Auser per tutte le età
Premessa
L’incertezza del sistema politico nazionale, il quadro della crisi che continua a perdurare, la drammatica situazione del lavoro, la dinamica dei redditi, la povertà che cresce, sono tutti segnali che disegnano un futuro pieno di incertezze e una difficoltà, non solo italiana, nel definire un nuovo modello di sviluppo e di crescita che tutti, almeno a parole, vorrebbero equo e sostenibile sia da un punto di vista socioeconomico che ambientale.
Il tutto si svolge dentro mutamenti sociali di natura strutturale come la disoccupazione che cresce, l’invecchiamento della popolazione e l’incremento dei residenti extracomunitari, più che triplicato negli ultimi dieci anni.
I cambiamenti sociali, insieme alla crisi, sono tali da mettere pesantemente in discussione il nostro modello di welfare la sua adeguatezza ai bisogni che crescono e alle risorse, pubbliche e private, che diminuiscono.
Il welfare italiano è caratterizzato da due tipi di intervento:
• Uno squilibrio di presenza tra erogazioni monetarie e prestazioni reali legate alla rete dei servizi, le prime articolate per entità sulla base delle condizioni patologiche individuali.
• Principi di accesso “universalistici” con poca differenziazione legata al reddito dei singoli soggetti e con una forte caratterizzazione “assistenzialistica” e “categoriale” (portatori di handicap, ciechi, sordomuti, invalidi di guerra, ecc.).
Da un lato continua a permanere un welfare “universalistico” usufruibile da tutti i cittadini in egual misura, pagato integralmente dalla fiscalità generale (vedi il sistema sanitario ospedaliero), e dall’altro i servizi individuali alla persona vedono, l’erogazione monetaria come intervento di diritto garantito dello Stato, e un sistema di servizi pubblici e privati con costi e qualità profondamente diversi sia nelle singole regioni che nei territori della stessa regione.

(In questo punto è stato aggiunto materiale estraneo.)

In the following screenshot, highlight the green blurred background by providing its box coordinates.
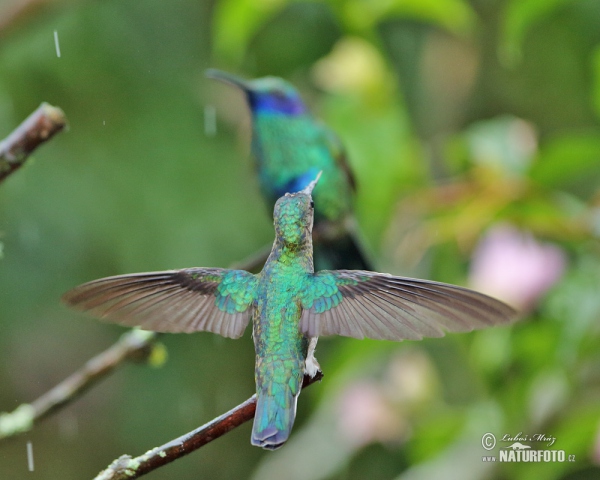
[0,0,600,480]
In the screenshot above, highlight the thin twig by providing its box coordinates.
[0,103,67,182]
[0,250,262,442]
[94,371,323,480]
[0,329,157,440]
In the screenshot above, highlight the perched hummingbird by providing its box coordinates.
[63,178,515,449]
[206,69,372,270]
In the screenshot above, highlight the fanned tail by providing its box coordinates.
[251,383,300,450]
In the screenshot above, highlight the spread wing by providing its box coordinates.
[63,268,256,338]
[300,270,517,340]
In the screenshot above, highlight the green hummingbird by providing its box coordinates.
[63,177,515,449]
[206,69,372,270]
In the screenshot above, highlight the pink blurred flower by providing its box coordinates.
[469,225,566,310]
[338,381,401,447]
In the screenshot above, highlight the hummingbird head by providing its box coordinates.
[206,68,308,116]
[273,172,321,247]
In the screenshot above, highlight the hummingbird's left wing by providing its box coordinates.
[300,270,517,340]
[62,268,256,338]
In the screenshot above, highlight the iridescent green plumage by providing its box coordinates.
[207,69,371,269]
[63,176,515,449]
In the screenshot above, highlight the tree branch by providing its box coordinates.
[0,250,262,442]
[0,329,157,440]
[0,103,67,182]
[94,371,323,480]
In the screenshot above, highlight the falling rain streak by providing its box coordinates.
[54,30,60,58]
[27,442,34,472]
[204,105,217,137]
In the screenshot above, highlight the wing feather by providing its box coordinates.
[300,270,517,340]
[63,268,256,338]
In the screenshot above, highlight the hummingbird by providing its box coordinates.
[206,69,372,270]
[63,173,515,450]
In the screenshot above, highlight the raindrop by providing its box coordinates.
[204,105,217,137]
[54,30,60,58]
[27,442,34,472]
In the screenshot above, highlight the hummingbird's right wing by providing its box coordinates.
[62,268,256,338]
[300,270,517,340]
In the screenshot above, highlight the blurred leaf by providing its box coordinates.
[530,133,600,196]
[499,0,573,66]
[344,0,476,35]
[212,0,286,63]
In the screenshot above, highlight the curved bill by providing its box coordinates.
[204,68,251,91]
[300,170,323,195]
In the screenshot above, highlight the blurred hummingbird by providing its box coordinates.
[63,173,515,450]
[206,69,372,270]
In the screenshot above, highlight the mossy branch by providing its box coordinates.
[0,103,67,182]
[94,371,323,480]
[0,329,157,440]
[0,250,272,442]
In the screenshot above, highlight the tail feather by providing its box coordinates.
[251,385,300,450]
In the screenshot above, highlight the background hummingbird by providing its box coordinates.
[63,175,515,449]
[206,69,372,270]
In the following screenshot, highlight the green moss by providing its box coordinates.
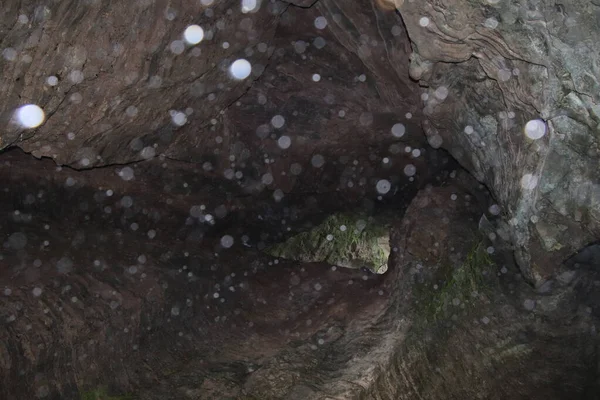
[419,243,493,322]
[266,213,390,272]
[81,387,134,400]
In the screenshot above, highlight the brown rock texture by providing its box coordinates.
[0,0,600,400]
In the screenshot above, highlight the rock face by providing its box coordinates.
[399,1,600,284]
[267,213,390,273]
[0,0,600,400]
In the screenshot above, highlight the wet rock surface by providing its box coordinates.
[0,0,600,400]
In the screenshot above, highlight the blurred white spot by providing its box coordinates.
[15,104,45,128]
[310,154,325,168]
[392,123,406,137]
[315,17,327,29]
[521,174,538,190]
[69,69,84,84]
[376,179,392,194]
[290,163,302,175]
[271,115,285,129]
[119,167,135,181]
[242,0,260,14]
[404,164,417,176]
[171,111,187,126]
[525,119,546,140]
[221,235,233,249]
[229,58,252,80]
[434,86,448,100]
[183,25,204,45]
[46,75,58,86]
[277,136,292,150]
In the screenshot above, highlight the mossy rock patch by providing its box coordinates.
[265,213,390,273]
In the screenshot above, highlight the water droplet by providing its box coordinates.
[525,119,546,140]
[277,136,292,150]
[404,164,417,176]
[15,104,45,128]
[315,16,327,29]
[183,25,204,45]
[229,58,252,80]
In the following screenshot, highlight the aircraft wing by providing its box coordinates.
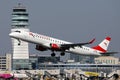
[100,52,119,56]
[61,38,95,50]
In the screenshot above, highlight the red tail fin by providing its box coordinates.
[92,37,111,52]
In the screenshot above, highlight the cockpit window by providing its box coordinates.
[15,30,21,33]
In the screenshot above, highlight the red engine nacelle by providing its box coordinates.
[50,44,60,50]
[35,45,47,51]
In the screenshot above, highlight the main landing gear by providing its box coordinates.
[18,39,21,46]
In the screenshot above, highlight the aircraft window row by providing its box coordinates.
[35,35,64,44]
[83,48,89,51]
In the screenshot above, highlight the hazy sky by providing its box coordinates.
[0,0,120,56]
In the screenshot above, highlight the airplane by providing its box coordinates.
[9,30,116,56]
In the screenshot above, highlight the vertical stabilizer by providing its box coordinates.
[92,36,111,52]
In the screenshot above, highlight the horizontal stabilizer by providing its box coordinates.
[100,52,119,56]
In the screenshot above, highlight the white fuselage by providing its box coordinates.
[10,31,101,56]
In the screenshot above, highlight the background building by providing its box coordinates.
[11,4,29,69]
[70,53,95,64]
[95,56,119,64]
[0,53,12,71]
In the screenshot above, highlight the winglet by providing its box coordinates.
[89,38,95,44]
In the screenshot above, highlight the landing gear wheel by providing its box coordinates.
[18,39,21,46]
[60,52,65,56]
[51,53,55,57]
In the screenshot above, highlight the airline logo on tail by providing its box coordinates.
[92,37,111,53]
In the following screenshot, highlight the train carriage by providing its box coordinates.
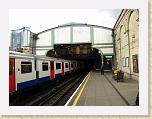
[9,52,36,92]
[9,51,83,93]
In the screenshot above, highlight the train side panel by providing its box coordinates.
[15,58,36,90]
[9,58,16,93]
[54,60,62,80]
[36,60,51,83]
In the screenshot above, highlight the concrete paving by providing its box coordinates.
[69,71,138,106]
[104,72,139,105]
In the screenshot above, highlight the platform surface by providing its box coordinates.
[68,71,138,106]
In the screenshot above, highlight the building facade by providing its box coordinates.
[10,27,33,54]
[114,9,139,80]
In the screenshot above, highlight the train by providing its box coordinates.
[9,51,83,94]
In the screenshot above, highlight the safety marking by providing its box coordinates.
[64,71,91,106]
[72,73,90,106]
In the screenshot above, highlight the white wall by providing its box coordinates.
[94,28,113,44]
[36,31,52,46]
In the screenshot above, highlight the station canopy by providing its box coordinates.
[36,23,114,56]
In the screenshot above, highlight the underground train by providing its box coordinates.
[9,51,82,94]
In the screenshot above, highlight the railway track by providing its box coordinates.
[104,75,131,106]
[25,72,87,106]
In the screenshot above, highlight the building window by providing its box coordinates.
[122,58,126,67]
[65,63,69,68]
[21,62,32,74]
[42,62,48,71]
[51,62,54,70]
[132,55,139,73]
[56,63,61,69]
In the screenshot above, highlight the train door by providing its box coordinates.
[69,62,71,73]
[50,61,54,80]
[9,58,15,92]
[62,62,64,75]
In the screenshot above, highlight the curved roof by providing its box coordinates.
[37,22,113,34]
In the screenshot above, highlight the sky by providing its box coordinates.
[9,9,122,33]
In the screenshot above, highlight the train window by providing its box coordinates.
[51,62,54,70]
[42,62,48,71]
[56,63,61,69]
[65,63,69,68]
[9,61,13,75]
[71,64,73,68]
[21,62,32,74]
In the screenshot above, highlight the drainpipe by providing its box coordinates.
[128,11,133,79]
[112,29,116,64]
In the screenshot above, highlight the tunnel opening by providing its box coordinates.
[46,43,113,70]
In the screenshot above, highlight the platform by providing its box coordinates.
[66,71,138,106]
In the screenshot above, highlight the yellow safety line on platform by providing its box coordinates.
[72,73,90,106]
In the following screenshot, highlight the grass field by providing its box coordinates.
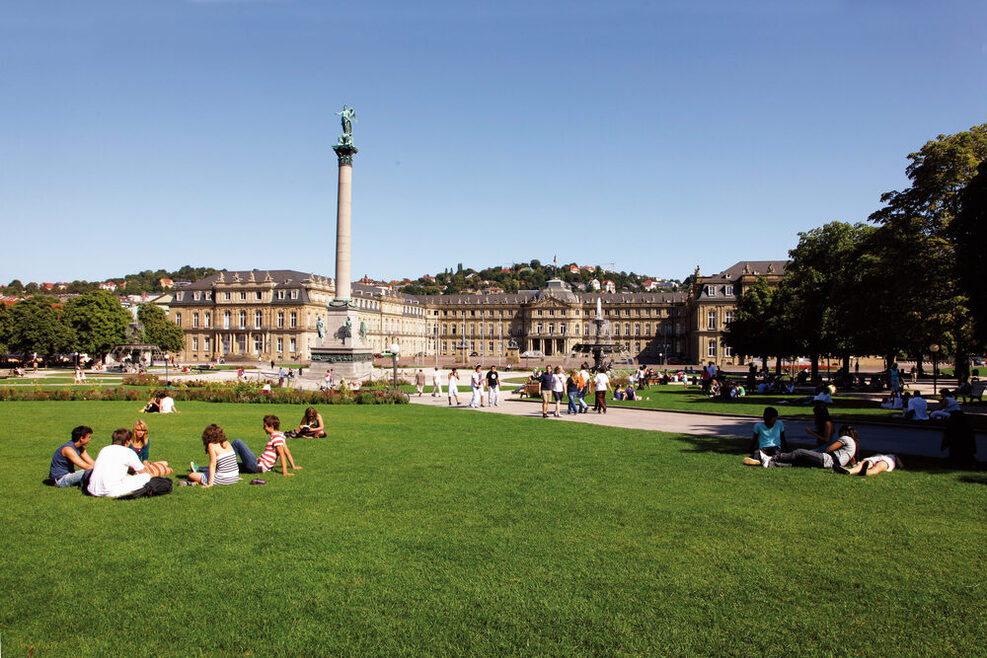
[0,402,987,656]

Si continua a non voler far chiarezza su diritti universali costituzionali, da garantire in egual misura e qualità a tutti i cittadini, e servizi aggiuntivi che migliorano le forme di benessere individuale, come non si capisce perché se aumentano i bisogni sociali, e le risorse pubbliche disponibili non riescono a dare risposte alla domanda di servizi che proviene dai cittadini, ci si intestardisca a negare la necessità che ci sia bisogno di una politica fiscale meno lineare e più selettiva: chi ha di più paga di più, chi ha meno paga di meno, chi ha poco non paga. Solo in questo modo è possibile conciliare un intervento sul welfare che diminuisca le diseguaglianze e sia percepito da tutti i cittadini come un sistema unico, equo e solidale.